On ne pourra alors que remercier Virginie Poitrasson de nous communiquer ce texte, car si la peur comme elle le pense et le ressent forme bien, dans le chaos du monde, notre plus intime expérience, couvre bien partout le territoire de nos vies, il est possible aussi face à la façon dont elle assaille nos existences, de lui opposer de l’intérieur d’elle-même nos propres consistances, en réhabitant autrement ce trou noir au fond duquel elle nous donne l’impression d’être. Cela se fait comme l’indique Virginie Poitrasson par élaboration de rituels, d’exorcismes parmi lesquels d’ailleurs l’art, la parole ont sans doute un rôle essentiel à jouer. Sachant que tout, comme le disent Deleuze et Guattari, se mélange et se vit dans un même enchevêtrement de corps, d’esprit, de monde, jusqu’à ce que l’invention singulière d’un style, ou comme dirait Marielle Macé d’une manière propre[2], donne à cette matière aussi que nous sommes, pour un moment prise et nous permette d’avancer sans peur, avec la peur.
EXTRAIT :
Galets
Exorcisme #1
Penser aux cailloux d’effroi en les remontant à la surface.
S’en saisir, les agripper même, en faire attentivement le tour en y repérant
toutes les anfractuosités et éclats, les replonger dans l’eau, les regarder
couler lentement au fond, se confondre avec les scintillements puis se
fondre au milieu du lit de pierres.
Exorcisme #2
Ne pas sous-estimer leurs voix.
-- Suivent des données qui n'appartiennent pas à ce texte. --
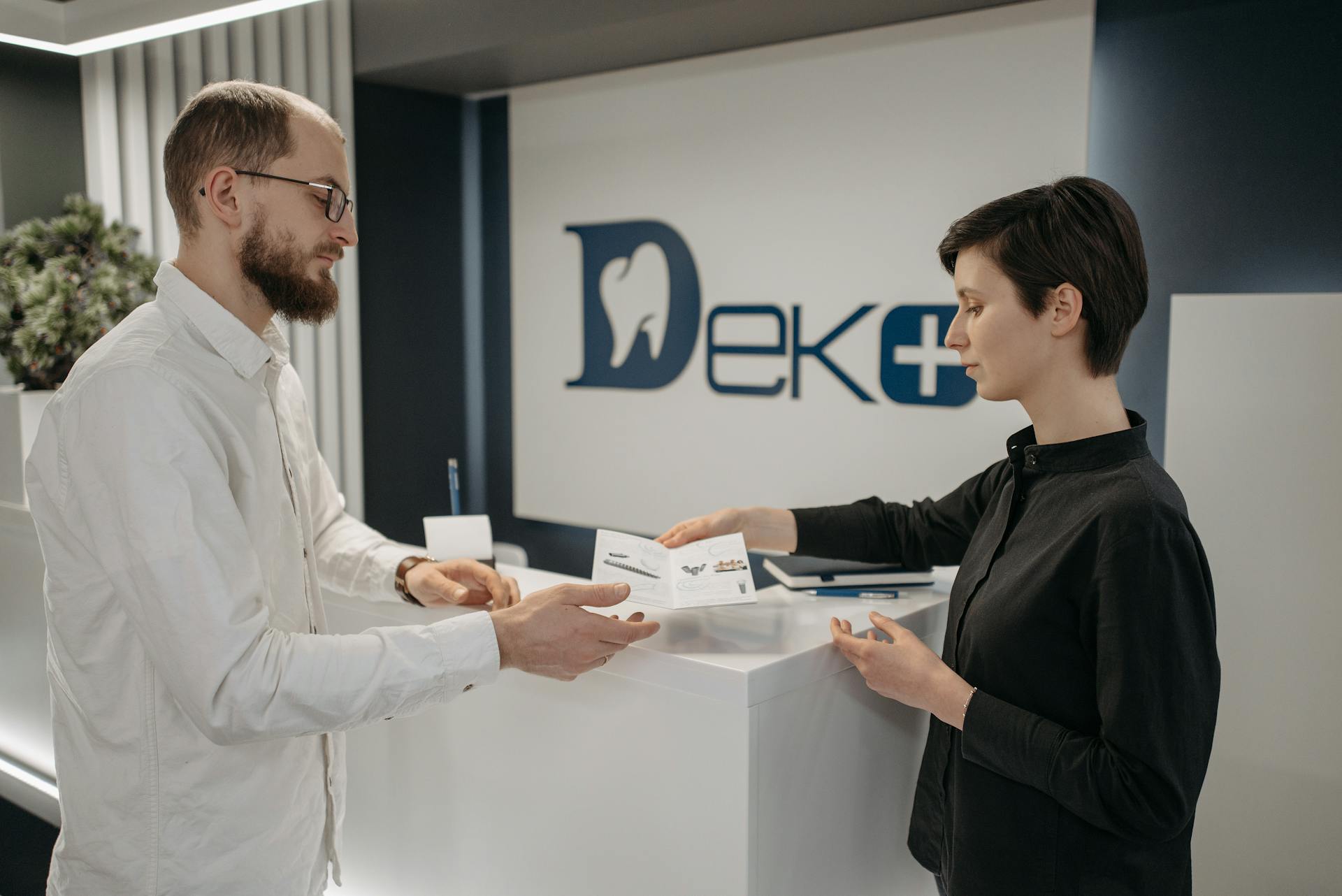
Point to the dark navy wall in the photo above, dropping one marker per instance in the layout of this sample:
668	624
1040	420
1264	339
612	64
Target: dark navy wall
1222	125
41	133
410	281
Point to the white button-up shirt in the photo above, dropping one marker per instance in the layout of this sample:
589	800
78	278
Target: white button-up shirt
185	521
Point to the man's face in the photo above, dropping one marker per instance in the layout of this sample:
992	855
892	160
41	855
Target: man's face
1006	348
290	249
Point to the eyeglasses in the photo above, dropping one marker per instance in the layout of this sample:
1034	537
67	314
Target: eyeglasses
337	200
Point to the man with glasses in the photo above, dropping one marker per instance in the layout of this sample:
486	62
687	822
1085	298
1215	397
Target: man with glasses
188	526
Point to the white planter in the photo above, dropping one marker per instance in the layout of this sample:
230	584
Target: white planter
20	412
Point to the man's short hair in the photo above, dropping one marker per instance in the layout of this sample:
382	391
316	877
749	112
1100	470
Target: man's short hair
240	124
1078	231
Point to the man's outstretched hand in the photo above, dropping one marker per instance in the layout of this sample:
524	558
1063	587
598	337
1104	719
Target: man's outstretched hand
549	633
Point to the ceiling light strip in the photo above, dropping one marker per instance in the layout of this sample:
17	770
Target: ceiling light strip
161	30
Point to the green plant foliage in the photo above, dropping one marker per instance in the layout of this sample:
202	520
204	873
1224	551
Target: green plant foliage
64	284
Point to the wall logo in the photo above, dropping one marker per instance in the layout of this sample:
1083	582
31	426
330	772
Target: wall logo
640	305
642	315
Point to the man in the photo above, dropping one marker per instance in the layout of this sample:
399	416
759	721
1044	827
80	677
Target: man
188	525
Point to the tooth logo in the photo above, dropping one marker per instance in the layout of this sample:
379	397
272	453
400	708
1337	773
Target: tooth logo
640	305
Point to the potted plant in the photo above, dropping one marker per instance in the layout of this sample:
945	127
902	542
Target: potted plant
64	284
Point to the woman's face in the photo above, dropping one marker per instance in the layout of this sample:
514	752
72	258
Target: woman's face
1006	350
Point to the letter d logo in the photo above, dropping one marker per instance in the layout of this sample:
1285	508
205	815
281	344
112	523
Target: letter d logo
640	305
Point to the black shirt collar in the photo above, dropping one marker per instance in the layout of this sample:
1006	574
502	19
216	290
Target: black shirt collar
1083	454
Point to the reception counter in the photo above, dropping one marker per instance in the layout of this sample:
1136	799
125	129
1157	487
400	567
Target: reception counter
733	753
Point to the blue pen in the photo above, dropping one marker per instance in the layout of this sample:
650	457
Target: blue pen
454	487
849	592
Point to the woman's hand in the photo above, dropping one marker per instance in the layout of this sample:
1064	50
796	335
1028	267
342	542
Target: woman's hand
904	668
763	528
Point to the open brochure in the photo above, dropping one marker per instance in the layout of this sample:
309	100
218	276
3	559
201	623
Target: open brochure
707	573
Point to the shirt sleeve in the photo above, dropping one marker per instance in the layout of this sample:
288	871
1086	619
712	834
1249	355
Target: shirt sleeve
148	479
352	557
928	533
1152	623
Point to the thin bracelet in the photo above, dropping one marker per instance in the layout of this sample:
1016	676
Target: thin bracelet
964	710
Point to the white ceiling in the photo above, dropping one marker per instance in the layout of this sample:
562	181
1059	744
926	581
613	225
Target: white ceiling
479	46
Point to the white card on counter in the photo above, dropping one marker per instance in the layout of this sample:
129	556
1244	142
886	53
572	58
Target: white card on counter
459	537
707	573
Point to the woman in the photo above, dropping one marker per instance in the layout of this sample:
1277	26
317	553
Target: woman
1075	697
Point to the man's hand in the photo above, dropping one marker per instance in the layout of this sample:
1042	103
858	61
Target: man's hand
549	633
461	582
904	668
763	528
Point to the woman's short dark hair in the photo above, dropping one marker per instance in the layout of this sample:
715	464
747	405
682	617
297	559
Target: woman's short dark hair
1078	231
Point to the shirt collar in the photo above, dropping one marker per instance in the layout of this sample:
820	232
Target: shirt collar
230	337
1083	454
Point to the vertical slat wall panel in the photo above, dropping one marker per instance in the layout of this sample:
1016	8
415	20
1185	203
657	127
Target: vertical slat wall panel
132	120
347	273
328	342
102	147
215	48
160	74
242	50
302	337
268	68
131	99
191	67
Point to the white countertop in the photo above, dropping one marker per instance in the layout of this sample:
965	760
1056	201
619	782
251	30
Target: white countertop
741	655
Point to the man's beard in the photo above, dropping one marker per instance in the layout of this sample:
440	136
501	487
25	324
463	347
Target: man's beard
278	270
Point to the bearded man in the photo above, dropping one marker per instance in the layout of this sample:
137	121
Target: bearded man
188	526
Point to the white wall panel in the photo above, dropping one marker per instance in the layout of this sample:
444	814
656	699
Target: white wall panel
814	178
1253	436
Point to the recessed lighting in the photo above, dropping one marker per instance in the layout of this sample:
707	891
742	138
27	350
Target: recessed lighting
161	30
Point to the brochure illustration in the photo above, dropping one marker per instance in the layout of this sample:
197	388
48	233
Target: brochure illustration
707	573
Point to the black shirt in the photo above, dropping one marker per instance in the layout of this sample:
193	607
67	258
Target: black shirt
1083	614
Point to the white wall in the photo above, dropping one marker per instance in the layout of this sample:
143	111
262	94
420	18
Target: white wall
819	175
1255	428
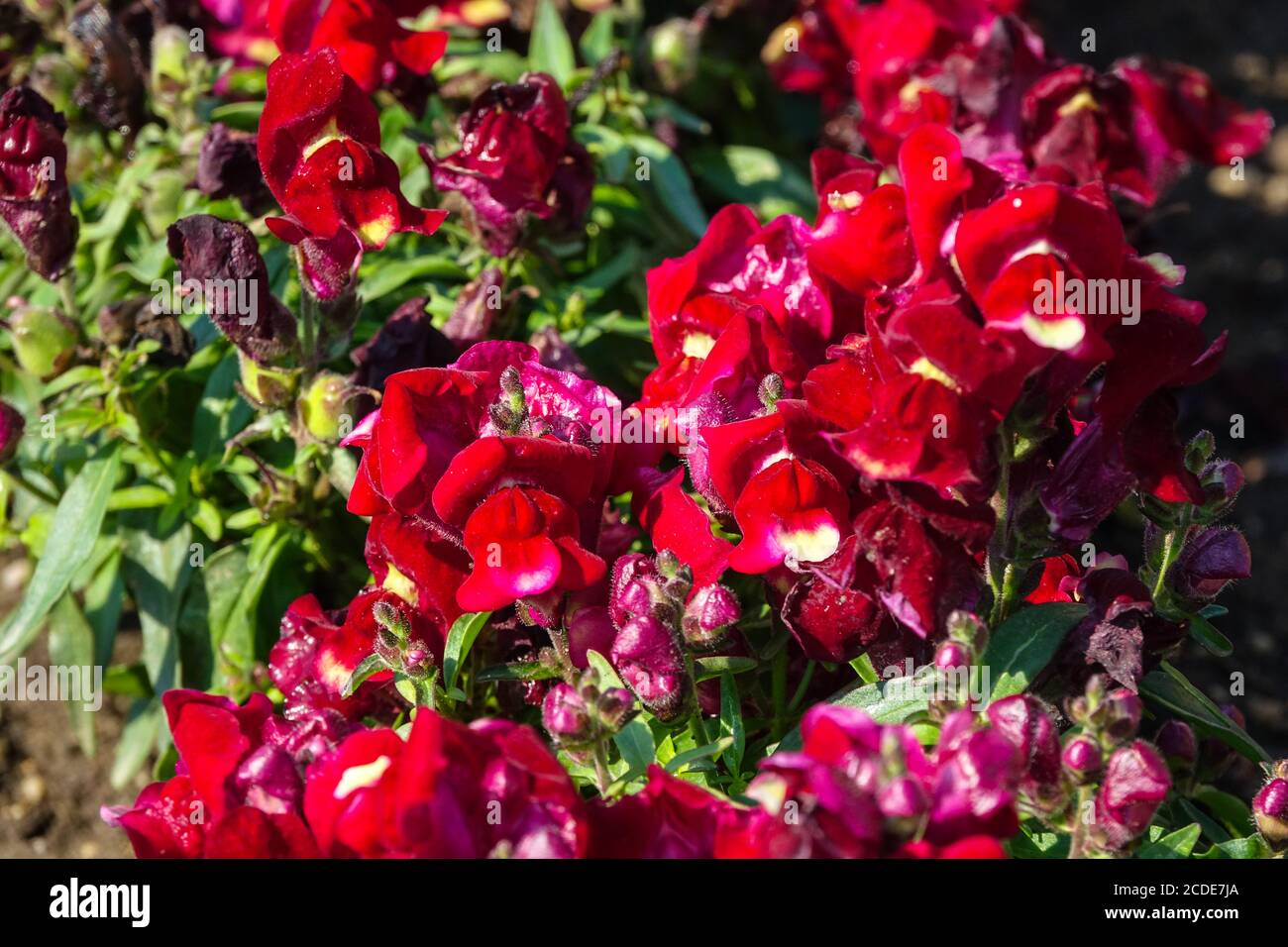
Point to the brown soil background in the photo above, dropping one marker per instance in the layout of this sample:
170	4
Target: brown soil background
1233	237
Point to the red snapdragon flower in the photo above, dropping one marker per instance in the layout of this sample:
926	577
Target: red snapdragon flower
320	151
369	40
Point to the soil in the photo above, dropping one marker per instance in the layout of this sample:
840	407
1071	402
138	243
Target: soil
1233	237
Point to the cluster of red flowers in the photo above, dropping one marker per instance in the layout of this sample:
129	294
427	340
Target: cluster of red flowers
977	67
846	397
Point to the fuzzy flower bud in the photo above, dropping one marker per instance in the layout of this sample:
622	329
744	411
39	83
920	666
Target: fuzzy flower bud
708	615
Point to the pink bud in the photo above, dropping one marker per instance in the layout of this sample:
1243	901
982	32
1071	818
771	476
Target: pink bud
709	613
1270	809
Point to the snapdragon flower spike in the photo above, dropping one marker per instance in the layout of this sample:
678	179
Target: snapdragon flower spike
369	40
320	151
35	200
791	512
524	544
1134	784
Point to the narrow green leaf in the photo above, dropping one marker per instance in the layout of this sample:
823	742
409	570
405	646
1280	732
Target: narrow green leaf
1025	643
1167	686
76	521
460	639
1215	642
550	50
1177	844
674	185
71	646
730	722
372	664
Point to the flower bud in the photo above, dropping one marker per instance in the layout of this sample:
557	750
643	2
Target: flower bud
1082	759
708	616
649	660
1122	710
12	424
1211	560
1179	745
267	386
323	406
565	715
1136	783
44	341
673	50
952	655
1270	809
614	706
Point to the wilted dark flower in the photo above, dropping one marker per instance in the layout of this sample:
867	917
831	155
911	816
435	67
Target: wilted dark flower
223	258
35	201
112	89
407	341
12	425
228	166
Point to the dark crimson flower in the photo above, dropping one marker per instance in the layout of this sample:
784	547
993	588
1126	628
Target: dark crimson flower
793	510
406	341
1211	560
35	200
1136	783
320	151
859	789
1025	722
232	796
232	282
1179	105
1270	809
524	543
648	656
12	424
449	791
369	40
228	166
516	159
669	818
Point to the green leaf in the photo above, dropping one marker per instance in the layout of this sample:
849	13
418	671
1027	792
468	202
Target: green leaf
596	42
674	185
460	639
71	644
635	742
887	701
1177	844
156	573
1252	847
372	664
1167	686
550	50
698	753
605	671
1215	642
140	737
730	722
76	522
1025	643
706	668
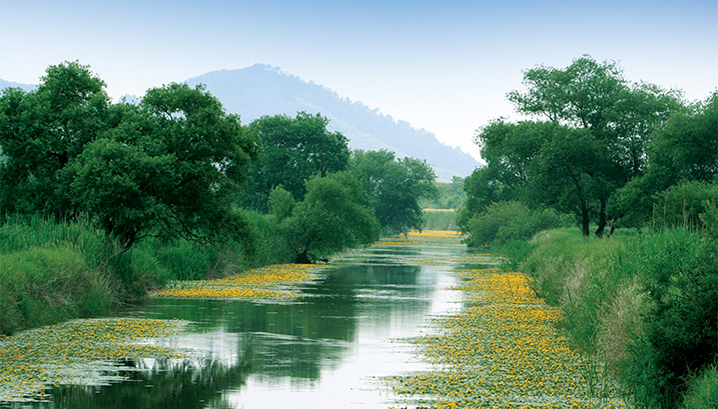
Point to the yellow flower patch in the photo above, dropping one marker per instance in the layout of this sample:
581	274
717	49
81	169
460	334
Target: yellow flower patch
80	352
265	283
504	351
437	234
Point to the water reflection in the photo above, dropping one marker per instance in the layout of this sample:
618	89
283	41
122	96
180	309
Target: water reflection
324	350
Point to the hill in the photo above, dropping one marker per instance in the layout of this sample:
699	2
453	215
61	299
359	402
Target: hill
265	90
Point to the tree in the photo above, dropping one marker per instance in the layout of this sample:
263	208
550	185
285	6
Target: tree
335	215
42	131
682	150
171	167
293	151
619	116
395	187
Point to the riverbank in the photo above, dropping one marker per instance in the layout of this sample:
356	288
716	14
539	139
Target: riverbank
504	351
646	305
238	350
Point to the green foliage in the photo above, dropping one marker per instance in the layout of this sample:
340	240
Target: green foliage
52	271
335	215
167	167
482	188
682	150
42	131
647	304
450	195
293	151
506	221
683	205
281	203
702	390
395	188
170	168
440	220
593	143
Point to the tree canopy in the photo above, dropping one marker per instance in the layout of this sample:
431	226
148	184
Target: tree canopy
293	151
335	215
395	187
168	167
590	140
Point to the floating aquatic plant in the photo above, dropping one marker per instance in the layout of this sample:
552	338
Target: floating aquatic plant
79	352
504	351
269	283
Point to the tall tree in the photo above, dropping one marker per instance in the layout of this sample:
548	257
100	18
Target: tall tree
395	187
619	115
293	151
335	215
684	149
171	167
44	130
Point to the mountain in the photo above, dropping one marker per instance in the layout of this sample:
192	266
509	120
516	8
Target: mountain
265	90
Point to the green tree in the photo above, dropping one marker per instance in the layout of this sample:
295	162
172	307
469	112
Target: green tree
620	117
684	149
170	168
335	215
503	222
395	187
42	131
509	149
293	151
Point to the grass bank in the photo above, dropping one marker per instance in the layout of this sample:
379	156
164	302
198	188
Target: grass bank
54	271
646	305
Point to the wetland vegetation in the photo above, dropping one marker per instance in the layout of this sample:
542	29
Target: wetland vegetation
171	208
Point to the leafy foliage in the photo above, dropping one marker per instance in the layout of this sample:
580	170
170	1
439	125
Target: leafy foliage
593	143
395	187
335	215
44	130
502	222
169	166
293	151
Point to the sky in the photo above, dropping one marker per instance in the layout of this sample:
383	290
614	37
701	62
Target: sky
444	66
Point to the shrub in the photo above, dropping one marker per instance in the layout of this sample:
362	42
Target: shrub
505	221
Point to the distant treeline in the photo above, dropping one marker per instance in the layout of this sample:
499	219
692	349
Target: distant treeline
123	197
603	153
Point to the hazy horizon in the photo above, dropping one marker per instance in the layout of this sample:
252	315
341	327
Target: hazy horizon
443	67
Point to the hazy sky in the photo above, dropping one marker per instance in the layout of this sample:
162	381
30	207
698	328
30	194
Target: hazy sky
444	66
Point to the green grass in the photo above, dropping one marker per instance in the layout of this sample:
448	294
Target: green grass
645	304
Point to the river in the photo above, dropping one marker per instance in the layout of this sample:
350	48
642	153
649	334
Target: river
329	349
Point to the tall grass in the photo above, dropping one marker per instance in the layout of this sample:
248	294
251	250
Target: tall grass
647	305
50	272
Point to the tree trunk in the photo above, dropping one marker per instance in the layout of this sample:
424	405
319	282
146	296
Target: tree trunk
602	220
303	258
585	219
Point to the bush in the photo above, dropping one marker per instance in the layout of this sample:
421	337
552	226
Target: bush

Elles sont des alarmes perceptibles
même dans l’eau.
Apprivoiser leurs timbres crus, la voix nue de la peur, en faire des obstacles
coutumiers, des scrupules intimes, les laisser épuiser leur bruit de caillasse
pour s’écouler en gravier, et quand ils ne seront plus que des sons ensablés,
y enfoncer doucement ses pieds.
Exorcisme #3
Prendre le temps de s’y frotter sans s’y piquer.
Ne pas hésiter à les entrechoquer, à les faire voler en éclats, à découvrir
leur rugosité avec le plat de la main, la peau peut s’y aventurer, vous
découvrirez au final que se râper les doigts est sans danger, leurs débris
s’épuisant en dépôts poudreux.
[1]
« La ritournelle a les trois aspects, elle les rend simultanés, ou les mélange
: tantôt, tantôt, tantôt. Tantôt, le chaos est un immense trou noir, et l’on
s’efforce d’y fixer un point fragile comme un centre. Tantôt l’on organise
autour du point une « allure » (plutôt qu’une forme) calme et stable : le trou
noir est devenu un chez-soi. Tantôt on greffe une échappée sur cette allure,
hors du trou noir. »
[2] Voir : Façons de lire, manières d'être et Styles : critique de nos formes de vie, tous deux chez, Gallimard,2011 et 2016.